I will preface this blog entry by stating that I do not fault the Texas Department of Insurance for the Rule 11 Agreement if giving up litigation against NPS/Lincoln Memorial (and the various individuals) was the price extracted for gaining control of the companies and the preneed records. Someone needed to take action, and I commend Texas for taking the lead.
However, the Texas Department of Insurance has requested that I clarify my May 27th (Texas Hold’em) blog entry. Here is their statement:
I would like to address the comments that you posted on the Death Care Compliance Law website on May 27, 2008 concerning the Rule 11 Agreement. To clarify: the Receiver has not agreed to forgo bringing litigation against anyone. In order to avoid the expense, time, and uncertainty of a trial, the Receiver agreed not to bring suit against certain entities and individuals in Texas. The Receiver and the SDR have not foreclosed an analysis of whether it would be efficient and in the best interests of Memorial, Lincoln, and NPS to file lawsuits to recover any and all available assets. We would appreciate your including this clarification in your blog, as well a link to http://www.tdi.state.tx.us/life/cpmmemorial.html, which includes Frequently Asked Questions concerning the companies.

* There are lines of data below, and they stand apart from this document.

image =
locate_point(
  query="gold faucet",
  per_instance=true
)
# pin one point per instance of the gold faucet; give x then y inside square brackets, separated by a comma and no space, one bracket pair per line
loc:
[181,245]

Funeral directors and consumers would take comfort in the fact that the Texas Department of Insurance (or any other of the various states agencies) will do what is necessary, including litigation, to recover at least a portion of the missing funds. However, it does not make sense to state that Texas regulators gave up bringing a lawsuit in Texas (as opposed to Missouri) to avoid expense, time and the uncertainty of a trial.
Texas did what it had to for the sake of gaining control of NPS and its records. If other states (Missouri) do not step up to do their share in recovering assets, then it looks like Texas has found its ‘out’ with regard to the Rule 11 Agreement. However, Texas should not have to go this one alone.